"You shall have a stateroom de luxe, with a brass bedstead, and a dressing-table furnished with gold!"

"What me! Lizzie Regan! Oh law!"

"Can you get away to-night?"

"I'd chuck a dozen boarding-houses for such a chance! Sure! As it happens the house is full, and I've got a cook who is not quite feeble-minded. My cousin will run in and keep an eye on things."

"That's settled then. Run along and get ready, and I'll watch Bobo till you get back."

Bobo listened to the plan of the proposed cruise in sullen apathy. Jack could not tell what he meditated doing. In order to be on the safe side, Jack called on Hugh Brome, his lawyer, to assist him with the evening's arrangements. It promised to be a great lark—for everybody except Bobo.

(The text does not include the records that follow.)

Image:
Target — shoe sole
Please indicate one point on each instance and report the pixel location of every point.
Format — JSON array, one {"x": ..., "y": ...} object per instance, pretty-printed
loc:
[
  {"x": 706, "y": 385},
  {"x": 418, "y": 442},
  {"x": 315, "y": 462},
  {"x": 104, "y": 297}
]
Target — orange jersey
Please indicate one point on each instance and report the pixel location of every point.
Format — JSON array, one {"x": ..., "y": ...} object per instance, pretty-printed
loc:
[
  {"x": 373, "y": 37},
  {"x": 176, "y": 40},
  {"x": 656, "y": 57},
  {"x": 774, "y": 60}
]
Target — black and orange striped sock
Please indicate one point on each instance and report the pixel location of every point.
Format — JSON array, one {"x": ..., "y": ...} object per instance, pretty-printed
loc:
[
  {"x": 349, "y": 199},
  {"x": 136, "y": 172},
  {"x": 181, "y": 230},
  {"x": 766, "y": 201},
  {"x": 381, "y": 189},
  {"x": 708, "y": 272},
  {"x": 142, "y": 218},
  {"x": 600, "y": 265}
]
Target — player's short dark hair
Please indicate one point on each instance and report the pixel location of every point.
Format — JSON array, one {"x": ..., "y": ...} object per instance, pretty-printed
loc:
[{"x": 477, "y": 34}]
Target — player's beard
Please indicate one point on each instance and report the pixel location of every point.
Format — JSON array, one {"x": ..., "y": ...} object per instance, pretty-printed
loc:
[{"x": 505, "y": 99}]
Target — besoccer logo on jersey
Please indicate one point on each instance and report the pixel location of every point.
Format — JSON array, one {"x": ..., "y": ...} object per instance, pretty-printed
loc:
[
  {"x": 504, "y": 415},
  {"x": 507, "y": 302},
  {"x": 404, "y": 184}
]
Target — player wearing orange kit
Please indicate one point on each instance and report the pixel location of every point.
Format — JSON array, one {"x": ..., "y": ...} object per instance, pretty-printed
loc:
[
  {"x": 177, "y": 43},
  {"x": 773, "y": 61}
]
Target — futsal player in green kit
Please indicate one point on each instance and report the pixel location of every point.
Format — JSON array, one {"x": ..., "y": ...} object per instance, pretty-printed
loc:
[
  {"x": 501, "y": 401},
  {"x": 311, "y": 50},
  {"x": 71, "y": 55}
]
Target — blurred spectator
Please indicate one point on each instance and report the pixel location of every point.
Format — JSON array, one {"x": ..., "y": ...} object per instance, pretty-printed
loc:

At nine o'clock that night an invalid completely swathed in blankets was tenderly carried out of the private side door of the Madagascar by two friends, and placed in a waiting limousine. A comfortable-looking nurse hovered over him solicitously. Any passerby might have been surprised to hear convulsive giggles from the three attendants—but perhaps he would have put it down to nervousness. Obviously the patient was very sick. But if the wrappings had fallen away from his head, the passerby would certainly have been astonished to see that he was gagged!

An hour later Jack and Hugh Brome stood on the coal dock watching the superb vessel back out into the river.

"Well, he's out of harm's way for awhile," said Jack. "He has no clothes aboard but dressing-gowns and slippers!"